Calculate NTU and Effectiveness

Using NTU method: $$NTU=\frac{U \times A}{m_\mathrm{total} \times c_\mathrm{p,w}}$$ And for a shell and tube heat exchanger with one shell pass and an even number of tube passes, the effectiveness, \(\epsilon\), can be calculated as: $$\epsilon= \frac{1-\exp(-2NTU(\frac{m_\mathrm{min}}{m_\mathrm{max}}))}{2-(\frac{m_\mathrm{min}}{m_\mathrm{max}})\times\exp(-2NTU(\frac{m_\mathrm{min}}{m_\mathrm{max}}))}$$ Since there is no steam-side mass flow rate, we can simplify the effectiveness equation as: $$\epsilon=\frac{1-\exp(-2NTU)}{2+\exp(-2NTU)}$$ Now, also that: $$Q_\mathrm{max}=m_\mathrm{total} \times c_\mathrm{p,w} \times(\Delta T_\mathrm{w})$$ Then, the effectiveness is: $$\epsilon=\frac{Q}{Q_\mathrm{max}}=\frac{167,200}{167,200}=1$$

Calculate Length of Tubes

Now we know the effectiveness, we can find the heat exchanger area, A: $$A=\frac{m_\mathrm{total} \times c_\mathrm{p,w} \times \Delta T_\mathrm{w}}{U \times\epsilon}$$ $$A=\frac{1\times4180\times40}{1186.39\times1}=140.56 \mathrm{~m}^2$$ The tube's perimeter, P, and cross-sectional area of the flow: $$P=\pi D_\mathrm{t}=\pi\times0.0125=0.03927 \mathrm{~m}$$ $$A_\mathrm{tube}= \frac{\pi D_\mathrm{tube}^2}{4} = \frac{\pi (1.25 \times 10^{-2})^2}{4} = 1.227 \times 10^{-4} \mathrm{~m}^2$$ The total heat transfer area considering all four tubes: $$A_\mathrm{total}=4\times A_\mathrm{tube} \times L$$ Where L is the length of tubes. We can find L as follows: $$L=\frac{A_\mathrm{total}}{4 \times A_\mathrm{tube}}$$ $$L=\frac{140.56}{4\times1.227\times10^{-4}}=287.01 \mathrm{~m}$$

Calculate Rate of Steam Condensation

The rate of steam condensation, \(m_\mathrm{s}\) is given by the following equation: $$Q=m_\mathrm{s}\times h_\mathrm{fg}$$ \(h_\mathrm{fg}\) is the latent heat of condensation at the given pressure \(270.1\,\mathrm{kPa}\).
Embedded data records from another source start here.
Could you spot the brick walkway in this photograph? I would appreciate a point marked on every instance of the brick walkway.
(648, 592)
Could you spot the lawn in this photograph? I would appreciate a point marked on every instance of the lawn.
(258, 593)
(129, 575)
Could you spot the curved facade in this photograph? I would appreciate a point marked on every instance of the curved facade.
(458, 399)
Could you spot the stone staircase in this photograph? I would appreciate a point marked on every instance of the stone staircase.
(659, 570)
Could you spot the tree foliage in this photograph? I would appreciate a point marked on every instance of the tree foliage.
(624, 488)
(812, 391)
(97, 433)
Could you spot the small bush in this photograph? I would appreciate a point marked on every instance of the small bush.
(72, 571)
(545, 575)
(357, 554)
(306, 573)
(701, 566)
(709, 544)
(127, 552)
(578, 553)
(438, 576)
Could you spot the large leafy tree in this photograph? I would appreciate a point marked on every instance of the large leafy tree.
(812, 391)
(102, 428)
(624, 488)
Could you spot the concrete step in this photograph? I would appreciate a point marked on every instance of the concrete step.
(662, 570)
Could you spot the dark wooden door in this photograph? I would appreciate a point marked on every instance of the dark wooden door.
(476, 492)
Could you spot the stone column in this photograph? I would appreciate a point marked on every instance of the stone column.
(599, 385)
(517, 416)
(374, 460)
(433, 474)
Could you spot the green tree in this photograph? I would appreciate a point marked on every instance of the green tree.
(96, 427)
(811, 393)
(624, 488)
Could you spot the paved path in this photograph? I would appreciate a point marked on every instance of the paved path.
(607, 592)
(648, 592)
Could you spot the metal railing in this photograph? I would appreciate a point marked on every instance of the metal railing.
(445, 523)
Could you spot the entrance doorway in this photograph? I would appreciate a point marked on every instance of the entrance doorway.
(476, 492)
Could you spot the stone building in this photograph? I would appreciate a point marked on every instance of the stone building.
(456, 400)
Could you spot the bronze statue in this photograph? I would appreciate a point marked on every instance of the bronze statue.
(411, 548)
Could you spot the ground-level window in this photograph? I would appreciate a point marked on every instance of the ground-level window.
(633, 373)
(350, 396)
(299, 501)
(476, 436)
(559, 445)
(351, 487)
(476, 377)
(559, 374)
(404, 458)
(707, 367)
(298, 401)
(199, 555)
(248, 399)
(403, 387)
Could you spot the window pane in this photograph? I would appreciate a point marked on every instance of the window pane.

By checking the steam table for the corresponding value at this pressure, we find \(h_\mathrm{fg} = 2217 \,\mathrm{kJ} / \mathrm{kg}\). Now, solving for \(m_\mathrm{s}\): $$m_\mathrm{s} =\frac{Q}{h_\mathrm{fg}}=\frac{167,200}{2217\times10^3}=0.0754\, \mathrm{kg/s}$$ The answers are: (a) Effectiveness of the heat exchanger is \(1\), (b) Length of the tubes is \(287.01\,\mathrm{m}\), and (c) Rate of steam condensation is \(0.0754\, \mathrm{kg/s}\).